L'Inps spiega gli effetti del Brexit
Con il Messaggio n. 2936 del 4 luglio 2016 l'Inps ha fornito gli opportuni chiarimenti in merito alla definizione della legislazione comunitaria applicabile al Regno Unito in materia di sicurezza sociale dopo il 23 giugno, data in cui i cittadini del Regno Unito hanno espresso democraticamente la volontà di non far più parte dell'Unione europea.
La circostanza che abbia vinto il “leave” non implica, infatti, l'uscita automatica dall'Unione, dovendosi attendere la conclusione della procedura formalmente prevista dall'articolo 50 del Trattato sull'Unione europea. Sino a tale momento il Regno Unito continuerà ad essere uno Stato membro dell'Unione e, di conseguenza, seguiterà a trovare applicazione la regolamentazione comunitaria in materia di coordinamento dei sistemi di sicurezza sociale.
I principi di coordinamento restano, dunque, dettati dal regolamento (CE) n. 883 del 29 aprile 2004, come modificato dai regolamenti (CE) n. 988/2009 e 987/2009, mentre nei confronti dei cittadini dei Paesi terzi, dei loro familiari e dei superstiti continuano a trovare applicazione i “vecchi” regolamenti n. 859/2003, n. 1408/71 e n. 574/1972 (si ricorda che il Reg. (UE) n. 1231/2010 non vincolava il Regno Unito).
Rilevanti conseguenze non dovrebbero riguardare neanche le pensioni Inps pagate in Gran Bretagna – come noto gestite da Citi bank – se non per l'impatto che la presumibile volatilità del cambio avrà sulle erogazioni effettuate in sterline inglesi, mentre, per i pagamenti effettuati in euro, l'Istituto ritiene assolutamente improbabile che le banche inglesi decidano di chiudere la loro connettività alle stanze di compensazione in euro.
Modifiche non sono attese neppure con riguardo alla documentazione di ingresso nel Regno Unito e alla copertura sanitaria per i cittadini italiani in Gran Bretagna.
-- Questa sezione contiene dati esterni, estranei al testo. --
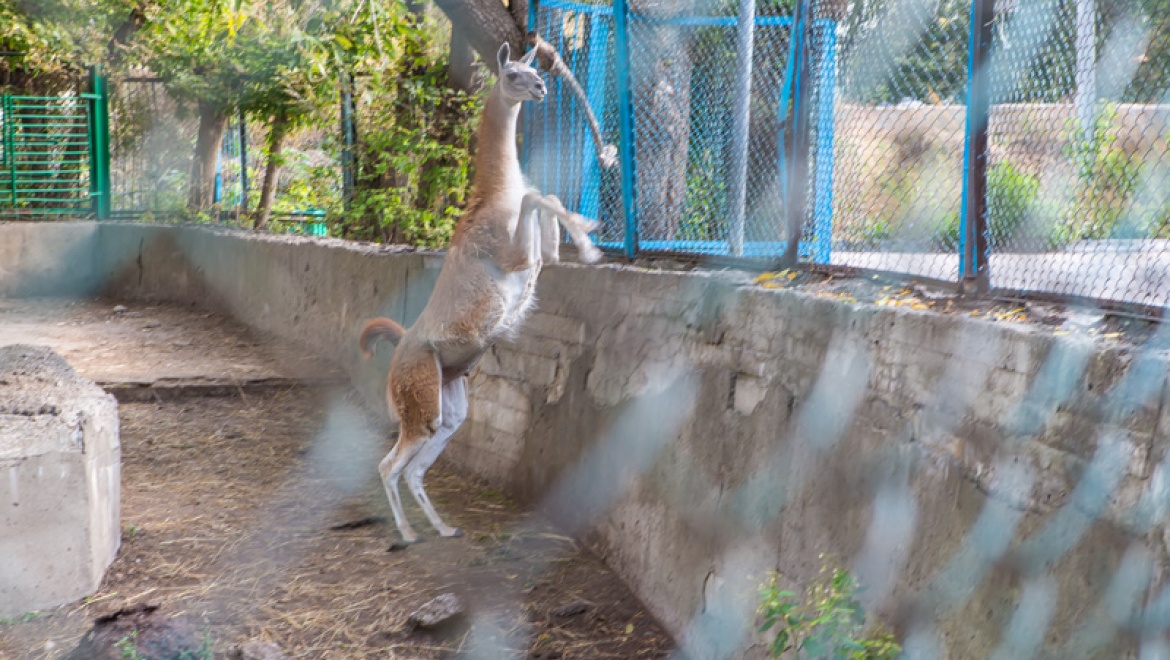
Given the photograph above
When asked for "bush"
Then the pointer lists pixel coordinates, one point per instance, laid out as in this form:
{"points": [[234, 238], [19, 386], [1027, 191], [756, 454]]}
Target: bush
{"points": [[831, 623], [414, 148]]}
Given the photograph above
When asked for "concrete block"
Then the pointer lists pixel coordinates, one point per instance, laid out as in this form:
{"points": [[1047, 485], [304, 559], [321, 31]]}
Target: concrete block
{"points": [[61, 459]]}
La futura legislazione applicabile in materia di sicurezza sociale ai lavoratori transnazionali dipenderà allora dall'apposito accordo che il Regno Unito e l'Unione europea raggiungeranno all'esito della procedura di recesso.
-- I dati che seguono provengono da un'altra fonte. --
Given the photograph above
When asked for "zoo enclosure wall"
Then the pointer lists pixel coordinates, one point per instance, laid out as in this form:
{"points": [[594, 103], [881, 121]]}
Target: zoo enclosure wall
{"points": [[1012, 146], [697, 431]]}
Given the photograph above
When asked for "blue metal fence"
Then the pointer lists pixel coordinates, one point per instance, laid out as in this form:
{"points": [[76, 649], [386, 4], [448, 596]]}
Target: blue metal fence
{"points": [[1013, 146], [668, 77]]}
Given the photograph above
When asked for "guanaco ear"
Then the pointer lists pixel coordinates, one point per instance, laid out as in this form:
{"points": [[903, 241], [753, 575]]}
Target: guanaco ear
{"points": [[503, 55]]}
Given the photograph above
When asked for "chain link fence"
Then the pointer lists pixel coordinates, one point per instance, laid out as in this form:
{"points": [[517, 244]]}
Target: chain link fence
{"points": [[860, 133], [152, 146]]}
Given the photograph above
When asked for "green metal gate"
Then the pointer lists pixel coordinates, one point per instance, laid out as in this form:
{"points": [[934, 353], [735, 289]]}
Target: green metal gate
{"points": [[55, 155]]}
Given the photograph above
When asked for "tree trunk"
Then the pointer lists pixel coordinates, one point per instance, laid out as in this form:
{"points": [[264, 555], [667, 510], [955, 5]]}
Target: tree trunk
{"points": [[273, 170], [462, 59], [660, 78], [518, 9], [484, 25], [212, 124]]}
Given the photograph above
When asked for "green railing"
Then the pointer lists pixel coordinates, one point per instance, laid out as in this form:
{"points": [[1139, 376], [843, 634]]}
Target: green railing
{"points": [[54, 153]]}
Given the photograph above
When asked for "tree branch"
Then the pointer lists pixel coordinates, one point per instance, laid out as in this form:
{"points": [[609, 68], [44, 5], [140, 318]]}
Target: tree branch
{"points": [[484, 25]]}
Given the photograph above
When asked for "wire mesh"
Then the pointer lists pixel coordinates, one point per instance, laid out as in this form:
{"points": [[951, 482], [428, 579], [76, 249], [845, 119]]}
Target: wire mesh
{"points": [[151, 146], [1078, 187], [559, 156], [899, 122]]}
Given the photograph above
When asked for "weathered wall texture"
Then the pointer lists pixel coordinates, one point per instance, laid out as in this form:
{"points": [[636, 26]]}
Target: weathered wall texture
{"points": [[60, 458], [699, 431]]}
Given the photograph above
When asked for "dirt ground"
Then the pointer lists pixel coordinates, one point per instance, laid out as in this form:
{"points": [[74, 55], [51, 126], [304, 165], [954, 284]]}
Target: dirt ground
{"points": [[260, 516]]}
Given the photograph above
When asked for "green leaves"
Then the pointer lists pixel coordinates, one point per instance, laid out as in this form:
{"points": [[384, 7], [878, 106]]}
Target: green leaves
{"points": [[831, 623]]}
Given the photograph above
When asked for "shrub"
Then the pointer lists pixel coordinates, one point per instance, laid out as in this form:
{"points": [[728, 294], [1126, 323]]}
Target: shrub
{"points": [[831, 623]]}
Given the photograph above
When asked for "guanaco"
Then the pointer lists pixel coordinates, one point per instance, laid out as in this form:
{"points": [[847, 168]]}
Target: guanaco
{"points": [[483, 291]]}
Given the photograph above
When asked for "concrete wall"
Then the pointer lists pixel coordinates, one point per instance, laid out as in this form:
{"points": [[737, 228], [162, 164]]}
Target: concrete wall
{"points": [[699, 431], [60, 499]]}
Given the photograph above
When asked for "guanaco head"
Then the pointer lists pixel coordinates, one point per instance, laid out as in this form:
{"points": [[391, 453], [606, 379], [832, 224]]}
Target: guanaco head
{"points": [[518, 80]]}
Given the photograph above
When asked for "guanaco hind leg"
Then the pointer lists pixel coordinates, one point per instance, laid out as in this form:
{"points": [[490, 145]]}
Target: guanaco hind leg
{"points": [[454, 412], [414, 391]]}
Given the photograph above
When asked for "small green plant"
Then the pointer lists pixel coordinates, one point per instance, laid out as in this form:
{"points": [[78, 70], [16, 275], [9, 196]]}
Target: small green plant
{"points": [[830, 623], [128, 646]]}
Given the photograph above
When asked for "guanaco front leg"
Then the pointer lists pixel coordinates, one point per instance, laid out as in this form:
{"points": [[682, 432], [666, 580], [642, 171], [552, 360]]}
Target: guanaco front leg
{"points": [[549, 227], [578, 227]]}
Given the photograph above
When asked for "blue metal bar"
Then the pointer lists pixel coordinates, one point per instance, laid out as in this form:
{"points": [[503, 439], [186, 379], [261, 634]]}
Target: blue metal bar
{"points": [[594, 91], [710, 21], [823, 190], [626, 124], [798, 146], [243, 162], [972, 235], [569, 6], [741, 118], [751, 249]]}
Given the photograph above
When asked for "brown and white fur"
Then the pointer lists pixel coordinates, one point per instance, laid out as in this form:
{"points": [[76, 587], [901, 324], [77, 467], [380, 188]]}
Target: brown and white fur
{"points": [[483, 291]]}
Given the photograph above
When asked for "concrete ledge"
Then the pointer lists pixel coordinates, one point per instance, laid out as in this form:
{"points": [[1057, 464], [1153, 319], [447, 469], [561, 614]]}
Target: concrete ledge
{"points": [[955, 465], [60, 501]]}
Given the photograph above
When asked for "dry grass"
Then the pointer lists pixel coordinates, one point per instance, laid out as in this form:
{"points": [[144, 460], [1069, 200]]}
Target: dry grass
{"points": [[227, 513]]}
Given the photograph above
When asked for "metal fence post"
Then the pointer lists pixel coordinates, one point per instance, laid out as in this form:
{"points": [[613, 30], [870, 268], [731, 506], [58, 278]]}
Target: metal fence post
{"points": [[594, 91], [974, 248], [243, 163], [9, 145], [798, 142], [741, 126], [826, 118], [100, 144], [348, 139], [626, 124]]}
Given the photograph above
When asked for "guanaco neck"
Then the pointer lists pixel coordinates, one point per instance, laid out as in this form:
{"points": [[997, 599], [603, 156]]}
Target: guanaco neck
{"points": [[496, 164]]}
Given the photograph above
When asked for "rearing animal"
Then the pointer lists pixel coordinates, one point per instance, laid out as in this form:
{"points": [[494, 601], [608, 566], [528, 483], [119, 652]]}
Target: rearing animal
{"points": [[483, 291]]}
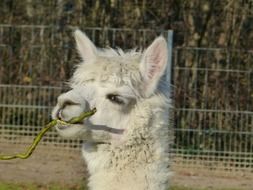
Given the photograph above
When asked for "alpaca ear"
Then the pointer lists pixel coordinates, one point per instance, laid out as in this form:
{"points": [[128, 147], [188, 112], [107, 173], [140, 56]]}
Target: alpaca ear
{"points": [[86, 48], [153, 65]]}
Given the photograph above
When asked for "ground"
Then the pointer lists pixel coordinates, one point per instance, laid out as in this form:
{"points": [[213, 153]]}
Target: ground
{"points": [[51, 165]]}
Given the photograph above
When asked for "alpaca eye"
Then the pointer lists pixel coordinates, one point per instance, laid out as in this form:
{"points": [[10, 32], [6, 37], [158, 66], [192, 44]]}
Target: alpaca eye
{"points": [[114, 98]]}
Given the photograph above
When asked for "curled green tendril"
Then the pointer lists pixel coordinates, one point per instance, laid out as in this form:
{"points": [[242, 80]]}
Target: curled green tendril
{"points": [[38, 138]]}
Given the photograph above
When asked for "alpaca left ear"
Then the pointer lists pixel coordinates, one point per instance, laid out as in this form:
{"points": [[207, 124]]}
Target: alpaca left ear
{"points": [[153, 65], [86, 48]]}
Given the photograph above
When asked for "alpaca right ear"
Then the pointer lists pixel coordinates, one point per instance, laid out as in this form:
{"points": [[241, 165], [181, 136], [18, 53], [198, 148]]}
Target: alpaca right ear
{"points": [[86, 48]]}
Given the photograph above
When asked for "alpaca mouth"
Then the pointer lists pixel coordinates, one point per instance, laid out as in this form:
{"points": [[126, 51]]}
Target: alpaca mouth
{"points": [[107, 129], [95, 127]]}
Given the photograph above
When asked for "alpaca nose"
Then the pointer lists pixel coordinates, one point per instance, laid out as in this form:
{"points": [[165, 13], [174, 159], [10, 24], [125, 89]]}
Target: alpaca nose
{"points": [[69, 110]]}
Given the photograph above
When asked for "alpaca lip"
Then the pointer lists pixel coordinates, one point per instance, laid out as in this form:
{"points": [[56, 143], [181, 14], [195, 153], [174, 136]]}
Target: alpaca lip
{"points": [[108, 129]]}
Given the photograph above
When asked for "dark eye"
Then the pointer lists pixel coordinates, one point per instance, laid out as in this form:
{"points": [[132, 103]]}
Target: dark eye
{"points": [[114, 98]]}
Nel messaggio in commento l'Inps illustra, in particolare, gli aspetti fondamentali che caratterizzano la procedura prevista dall'articolo 50 del TUE, precisando che:
- è lo Stato che intende recedere a dover notificare tale intenzione al Consiglio europeo;
- le modalità del recesso debbono essere definite da una apposito accordo che l'Unione negozia e conclude con lo Stato che recede. L'accordo viene concluso a nome dell'Unione dal Consiglio, che delibera a maggioranza qualificata previa approvazione del Parlamento europeo;
- solo a decorrere dalla data di entrata in vigore dell'accordo di recesso i trattati cessano di essere applicabili allo Stato interessato. Qualora l'accordo non si raggiunga, i trattati restano applicabili sino a due anni dopo la notifica, salvo che il Consiglio europeo, d'intesa con lo Stato membro interessato, decida all'unanimità la proroga del termine.
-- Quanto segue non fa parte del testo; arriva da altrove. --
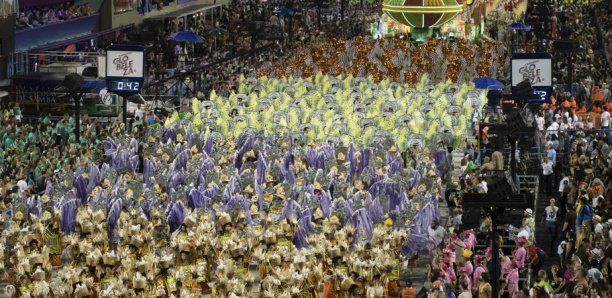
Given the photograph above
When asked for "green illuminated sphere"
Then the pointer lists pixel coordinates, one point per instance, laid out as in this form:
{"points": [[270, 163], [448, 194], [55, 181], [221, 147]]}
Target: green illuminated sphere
{"points": [[422, 13]]}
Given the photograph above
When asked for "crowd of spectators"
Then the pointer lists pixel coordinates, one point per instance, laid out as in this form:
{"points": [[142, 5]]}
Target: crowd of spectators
{"points": [[32, 17], [228, 36], [33, 150], [589, 71]]}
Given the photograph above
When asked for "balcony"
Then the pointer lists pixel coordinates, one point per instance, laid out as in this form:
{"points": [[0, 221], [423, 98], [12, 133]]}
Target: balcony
{"points": [[35, 37]]}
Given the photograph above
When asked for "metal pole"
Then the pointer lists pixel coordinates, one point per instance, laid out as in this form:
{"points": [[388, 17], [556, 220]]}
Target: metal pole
{"points": [[123, 97], [571, 71], [495, 257], [512, 156], [77, 126]]}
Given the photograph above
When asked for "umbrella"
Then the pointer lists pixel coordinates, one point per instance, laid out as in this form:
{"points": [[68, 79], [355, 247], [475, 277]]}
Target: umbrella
{"points": [[285, 11], [186, 36], [488, 83], [215, 31], [519, 26]]}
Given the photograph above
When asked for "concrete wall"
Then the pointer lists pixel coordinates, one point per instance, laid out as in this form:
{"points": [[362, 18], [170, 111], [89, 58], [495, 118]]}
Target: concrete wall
{"points": [[8, 43]]}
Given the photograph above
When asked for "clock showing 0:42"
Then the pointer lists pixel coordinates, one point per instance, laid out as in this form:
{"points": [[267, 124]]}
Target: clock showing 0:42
{"points": [[124, 69], [124, 85]]}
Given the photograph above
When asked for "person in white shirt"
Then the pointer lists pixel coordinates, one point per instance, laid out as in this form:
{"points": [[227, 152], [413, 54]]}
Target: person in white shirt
{"points": [[552, 129], [436, 233], [540, 122], [547, 172], [551, 221], [139, 113], [605, 118], [598, 225]]}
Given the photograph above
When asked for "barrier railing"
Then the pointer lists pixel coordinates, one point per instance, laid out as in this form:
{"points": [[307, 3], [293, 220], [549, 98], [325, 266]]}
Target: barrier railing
{"points": [[58, 102]]}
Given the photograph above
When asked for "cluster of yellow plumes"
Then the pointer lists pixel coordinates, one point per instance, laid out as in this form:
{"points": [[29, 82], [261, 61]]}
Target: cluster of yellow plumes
{"points": [[326, 106]]}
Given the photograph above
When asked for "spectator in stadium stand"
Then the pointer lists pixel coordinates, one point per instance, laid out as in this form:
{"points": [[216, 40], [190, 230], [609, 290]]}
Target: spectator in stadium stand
{"points": [[547, 174], [605, 118], [512, 279], [551, 221]]}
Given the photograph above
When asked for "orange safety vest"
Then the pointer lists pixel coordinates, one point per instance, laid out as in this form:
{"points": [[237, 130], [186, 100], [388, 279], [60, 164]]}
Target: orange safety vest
{"points": [[409, 292]]}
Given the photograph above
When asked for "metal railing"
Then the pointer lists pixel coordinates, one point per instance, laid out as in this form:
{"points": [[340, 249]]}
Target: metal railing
{"points": [[24, 63], [8, 7], [45, 101]]}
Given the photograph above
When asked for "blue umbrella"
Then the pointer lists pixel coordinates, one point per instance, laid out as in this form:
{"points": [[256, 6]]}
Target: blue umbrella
{"points": [[519, 26], [186, 36], [487, 83], [285, 11]]}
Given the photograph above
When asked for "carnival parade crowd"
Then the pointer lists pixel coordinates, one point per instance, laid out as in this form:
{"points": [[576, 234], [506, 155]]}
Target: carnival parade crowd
{"points": [[316, 174]]}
Si tratta di una procedura complessa, che potrà essere attivata solo dal Regno Unito. In merito il Parlamento europeo, con la Risoluzione del 28 giugno 2016, ha auspicato un'attuazione rapida e coerente della procedura di recesso. L'instabilità politica che ha seguito il risultato della consultazione referendaria – con le dimissioni da Primo ministro di Cameron, le dimissioni di Farage da leader dell'Ukip e con la decisione dell'ex sindaco di Londra Johnson di non candidarsi come premier – non fa purtroppo propendere per una rapida attivazione dell'articolo 50.